Chicago Med's Archer Vs. Lenox Conflict Reaches Breaking Point: 'Things Occur That Will Shock The ChiHards,' Steven Weber Teases

The tension between Dr. Dean Archer and Dr. Caitlin Lenox hits an all-time high during this Wednesday's Chicago Med (NBC, 8/7c).

The co-heads of the Emergency Department got off on the wrong foot from the moment Sarah Ramos' character entered the hospital in the Season 10 premiere. But their disagreement in last week's episode about how to treat a patient, who ultimately died, appears to be the final straw for the docs, who can't seem to get on the same page despite both coming from military backgrounds.

As the conflict between Archer and Lenox escalates and the show heads into its fall finale (airing Nov. 20), "the audience is going to be taken for a real ride. Certainly, things occur that will — and I'm not being hyperbolic here — shock the ChiHards," star Steven Weber, who plays Archer, tells TVLine. "Our new writers have taken the show and kind of given it a jab in the heart... It gets really intense."

In the promo for this week's installment, Goodwin declares that Archer and Lenox can no longer co-exist in the ED, implying that the solution might be to let one of the doctors go. So how worried is Archer for his job?

"He certainly was more worried than I was, although I was a little worried when I read this. I thought, 'Oh, no, here it comes. I'm leaving,'" Weber says. "He is worried. He's very confident of his abilities. He's confident of his record at Gaffney, but he is kind of a messed-up guy. He's very territorial, and Lenox is extremely, he finds, aggressive, and she does not suffer his kind of toxicity, and that's threatening to him. I mean, he's a man. So it kind of rattles him a bit. It's hard. So he is nervous about it."

Perhaps Archer can get some advice on how to handle the Lenox situation from his friend/colleague Dr. Hannah Asher?

"I wish that was the case, but she's busy with her stuff," Weber shares. "She's found herself in kind of a tangle, as well, and without giving anything away, she also finds herself in a very personal situation that has taken her away from me, more or less. Everybody's kind of got their stuff to deal with this season, almost more than ever."

Despite that, Weber assures us that Archer and Asher "absolutely do interact and cross paths" as they deal with their individual crises.

"I think she is one of my main allies. So she believes in me.

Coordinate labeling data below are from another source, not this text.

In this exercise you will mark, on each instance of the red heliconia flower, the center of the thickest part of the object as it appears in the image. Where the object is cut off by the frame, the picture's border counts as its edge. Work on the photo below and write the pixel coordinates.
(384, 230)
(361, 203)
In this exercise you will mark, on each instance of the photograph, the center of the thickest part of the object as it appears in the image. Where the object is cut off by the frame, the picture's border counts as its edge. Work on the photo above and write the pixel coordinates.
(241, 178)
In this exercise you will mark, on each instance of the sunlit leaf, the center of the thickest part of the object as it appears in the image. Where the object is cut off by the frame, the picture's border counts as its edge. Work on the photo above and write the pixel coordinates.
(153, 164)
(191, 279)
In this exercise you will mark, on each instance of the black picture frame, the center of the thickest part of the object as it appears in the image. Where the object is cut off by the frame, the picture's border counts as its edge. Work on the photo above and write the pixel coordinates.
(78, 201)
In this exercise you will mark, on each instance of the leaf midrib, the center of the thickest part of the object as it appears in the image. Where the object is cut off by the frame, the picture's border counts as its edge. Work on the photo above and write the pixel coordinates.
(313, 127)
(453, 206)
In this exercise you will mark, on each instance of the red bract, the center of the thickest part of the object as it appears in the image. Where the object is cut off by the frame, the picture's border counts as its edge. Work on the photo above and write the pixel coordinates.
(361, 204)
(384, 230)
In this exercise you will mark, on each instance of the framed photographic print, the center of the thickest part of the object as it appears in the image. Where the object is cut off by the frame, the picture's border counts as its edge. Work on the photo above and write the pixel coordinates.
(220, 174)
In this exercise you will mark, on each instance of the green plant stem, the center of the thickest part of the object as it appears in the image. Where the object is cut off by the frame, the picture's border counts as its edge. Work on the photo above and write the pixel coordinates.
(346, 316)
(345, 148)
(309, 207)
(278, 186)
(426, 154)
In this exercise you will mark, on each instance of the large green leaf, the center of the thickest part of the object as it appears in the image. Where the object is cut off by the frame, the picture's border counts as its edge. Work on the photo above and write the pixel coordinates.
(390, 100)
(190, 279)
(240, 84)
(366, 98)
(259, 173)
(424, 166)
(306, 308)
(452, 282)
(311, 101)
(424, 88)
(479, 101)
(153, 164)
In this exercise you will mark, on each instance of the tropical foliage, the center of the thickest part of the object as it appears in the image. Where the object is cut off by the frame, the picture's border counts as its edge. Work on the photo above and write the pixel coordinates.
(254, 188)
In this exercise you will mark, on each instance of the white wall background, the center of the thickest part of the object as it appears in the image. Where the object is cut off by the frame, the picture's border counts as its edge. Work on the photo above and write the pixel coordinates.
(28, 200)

But she's absolutely distracted by her own issues," Weber adds.

The introduction of Dr. Lenox as a foil for Archer has given Weber plenty of conflict to play this season and brought back his character's more prickly side from his early days on the medical drama.

"I think one of the intentions of the writers was to reactivate his fractured persona to a point where he overcomes the kind of soft, likeable Archer that we've come to know and, not quite love, but at least tolerate," Weber says. "One of the things that is very noticeable is that Sarah's character of Lenox, her introduction was very similar to Dean's. I was, initially, not very well liked. I was operating, going rogue and doing really antisocial things, and he was not likeable at all."

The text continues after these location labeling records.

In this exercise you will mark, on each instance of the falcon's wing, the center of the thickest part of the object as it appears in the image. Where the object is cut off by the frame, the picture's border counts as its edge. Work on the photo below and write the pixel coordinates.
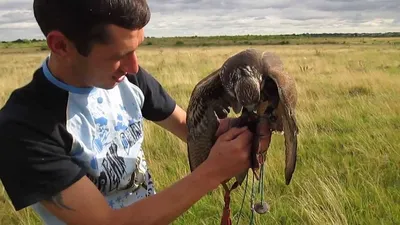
(204, 105)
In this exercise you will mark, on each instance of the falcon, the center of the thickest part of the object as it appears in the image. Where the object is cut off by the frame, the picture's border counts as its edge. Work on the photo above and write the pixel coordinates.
(250, 81)
(254, 84)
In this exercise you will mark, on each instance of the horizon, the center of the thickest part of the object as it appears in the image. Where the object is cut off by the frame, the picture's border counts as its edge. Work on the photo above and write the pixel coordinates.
(236, 18)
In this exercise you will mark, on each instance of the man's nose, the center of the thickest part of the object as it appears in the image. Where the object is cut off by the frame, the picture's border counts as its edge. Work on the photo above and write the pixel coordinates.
(130, 63)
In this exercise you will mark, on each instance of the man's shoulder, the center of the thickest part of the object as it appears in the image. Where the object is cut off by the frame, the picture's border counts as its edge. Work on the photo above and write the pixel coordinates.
(37, 105)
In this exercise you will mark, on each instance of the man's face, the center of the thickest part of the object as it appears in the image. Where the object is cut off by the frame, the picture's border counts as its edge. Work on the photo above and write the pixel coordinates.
(107, 64)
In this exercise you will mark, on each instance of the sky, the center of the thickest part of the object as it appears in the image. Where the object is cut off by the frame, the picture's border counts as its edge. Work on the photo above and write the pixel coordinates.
(234, 17)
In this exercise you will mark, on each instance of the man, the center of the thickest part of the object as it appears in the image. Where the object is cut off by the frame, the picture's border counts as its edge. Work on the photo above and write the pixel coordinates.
(71, 138)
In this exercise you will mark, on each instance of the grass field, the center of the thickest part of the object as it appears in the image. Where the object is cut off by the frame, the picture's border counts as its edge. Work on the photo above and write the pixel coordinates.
(349, 144)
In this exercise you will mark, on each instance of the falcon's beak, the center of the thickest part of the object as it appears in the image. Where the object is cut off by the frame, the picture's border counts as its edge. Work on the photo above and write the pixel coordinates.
(251, 108)
(262, 107)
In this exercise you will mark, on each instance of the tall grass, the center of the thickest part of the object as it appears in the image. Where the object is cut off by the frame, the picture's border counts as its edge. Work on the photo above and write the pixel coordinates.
(349, 144)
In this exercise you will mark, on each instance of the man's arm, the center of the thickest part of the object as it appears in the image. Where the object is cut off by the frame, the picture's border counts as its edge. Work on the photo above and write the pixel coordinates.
(158, 105)
(83, 204)
(176, 123)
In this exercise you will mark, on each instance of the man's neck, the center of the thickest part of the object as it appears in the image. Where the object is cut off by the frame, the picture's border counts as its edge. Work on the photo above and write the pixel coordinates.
(63, 72)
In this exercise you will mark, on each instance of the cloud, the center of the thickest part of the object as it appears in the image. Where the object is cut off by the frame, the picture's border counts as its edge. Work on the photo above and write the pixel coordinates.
(208, 17)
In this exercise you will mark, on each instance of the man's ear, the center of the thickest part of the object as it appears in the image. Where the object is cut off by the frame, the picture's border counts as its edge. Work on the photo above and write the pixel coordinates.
(59, 44)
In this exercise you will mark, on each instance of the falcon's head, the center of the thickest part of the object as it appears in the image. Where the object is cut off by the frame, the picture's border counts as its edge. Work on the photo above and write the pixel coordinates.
(243, 84)
(247, 88)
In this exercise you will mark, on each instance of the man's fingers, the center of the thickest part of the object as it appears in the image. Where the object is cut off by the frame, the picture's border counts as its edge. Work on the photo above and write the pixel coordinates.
(232, 133)
(244, 139)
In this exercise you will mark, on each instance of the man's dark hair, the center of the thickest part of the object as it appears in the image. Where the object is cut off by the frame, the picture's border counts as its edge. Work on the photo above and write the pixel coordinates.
(83, 21)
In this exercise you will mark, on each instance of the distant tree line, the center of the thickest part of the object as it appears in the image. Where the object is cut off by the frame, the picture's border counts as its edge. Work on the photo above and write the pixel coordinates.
(253, 37)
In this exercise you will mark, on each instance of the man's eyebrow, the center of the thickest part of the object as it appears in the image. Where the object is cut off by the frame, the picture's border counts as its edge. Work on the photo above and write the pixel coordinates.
(119, 55)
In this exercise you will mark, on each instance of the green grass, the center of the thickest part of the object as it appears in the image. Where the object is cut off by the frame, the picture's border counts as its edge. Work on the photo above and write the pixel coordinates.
(349, 144)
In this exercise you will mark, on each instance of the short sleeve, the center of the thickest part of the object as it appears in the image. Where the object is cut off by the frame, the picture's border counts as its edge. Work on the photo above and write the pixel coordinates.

But as Archer began to settle in at Gaffney and develop relationships with his coworkers, his rough edges started to soften.

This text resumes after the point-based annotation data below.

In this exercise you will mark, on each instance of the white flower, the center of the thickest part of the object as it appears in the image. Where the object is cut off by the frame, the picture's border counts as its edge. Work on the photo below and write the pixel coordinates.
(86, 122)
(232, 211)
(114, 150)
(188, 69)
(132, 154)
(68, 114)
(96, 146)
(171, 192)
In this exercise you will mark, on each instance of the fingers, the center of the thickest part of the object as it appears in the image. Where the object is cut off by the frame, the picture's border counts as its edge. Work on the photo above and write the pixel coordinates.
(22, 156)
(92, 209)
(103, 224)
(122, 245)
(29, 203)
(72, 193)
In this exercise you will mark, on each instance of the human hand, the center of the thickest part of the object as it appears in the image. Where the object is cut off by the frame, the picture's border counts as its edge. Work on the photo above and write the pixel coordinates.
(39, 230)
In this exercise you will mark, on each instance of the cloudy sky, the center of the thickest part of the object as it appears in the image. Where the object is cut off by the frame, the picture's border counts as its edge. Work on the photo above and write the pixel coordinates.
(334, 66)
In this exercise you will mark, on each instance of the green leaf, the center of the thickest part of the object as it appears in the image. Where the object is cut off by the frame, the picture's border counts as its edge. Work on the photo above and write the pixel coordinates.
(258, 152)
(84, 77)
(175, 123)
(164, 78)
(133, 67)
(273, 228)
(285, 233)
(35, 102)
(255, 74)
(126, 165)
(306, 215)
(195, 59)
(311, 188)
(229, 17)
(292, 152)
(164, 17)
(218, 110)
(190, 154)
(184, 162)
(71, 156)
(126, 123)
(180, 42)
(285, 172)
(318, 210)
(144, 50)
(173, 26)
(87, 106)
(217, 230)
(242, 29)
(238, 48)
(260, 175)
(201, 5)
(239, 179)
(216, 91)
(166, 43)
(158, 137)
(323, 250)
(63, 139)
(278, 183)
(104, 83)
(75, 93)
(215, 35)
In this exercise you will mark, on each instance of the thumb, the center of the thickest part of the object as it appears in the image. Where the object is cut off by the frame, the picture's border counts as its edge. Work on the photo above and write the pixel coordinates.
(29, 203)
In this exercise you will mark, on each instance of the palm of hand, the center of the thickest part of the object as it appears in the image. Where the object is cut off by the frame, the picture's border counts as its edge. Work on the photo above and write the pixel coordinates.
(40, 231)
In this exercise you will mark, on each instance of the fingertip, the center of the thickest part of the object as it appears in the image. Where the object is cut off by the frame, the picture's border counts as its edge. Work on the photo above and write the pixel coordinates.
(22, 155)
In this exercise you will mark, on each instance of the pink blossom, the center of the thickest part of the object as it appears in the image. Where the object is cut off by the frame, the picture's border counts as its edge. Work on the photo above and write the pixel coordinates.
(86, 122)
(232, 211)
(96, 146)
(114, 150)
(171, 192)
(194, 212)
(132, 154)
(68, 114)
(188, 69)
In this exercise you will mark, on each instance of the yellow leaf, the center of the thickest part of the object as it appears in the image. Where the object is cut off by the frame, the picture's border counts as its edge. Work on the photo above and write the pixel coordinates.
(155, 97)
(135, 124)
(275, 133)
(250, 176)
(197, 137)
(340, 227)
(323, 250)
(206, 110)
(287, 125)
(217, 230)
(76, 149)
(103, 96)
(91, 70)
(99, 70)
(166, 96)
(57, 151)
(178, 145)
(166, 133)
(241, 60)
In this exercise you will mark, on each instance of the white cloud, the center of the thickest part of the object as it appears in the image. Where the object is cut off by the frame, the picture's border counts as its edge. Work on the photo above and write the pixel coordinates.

"Over time, through this kind of exposure to other people who care, the more vulnerable he became, he was able to kind of calm that stuff down. So I think it's brilliant that they brought [Lenox] in and reenergized Archer," Weber shares, adding that Lenox is "a strong, complicated doctor who we'll find out has a very interesting past herself, and that will bring some sort of understanding and another layer in how people perceive Lenox in this environment."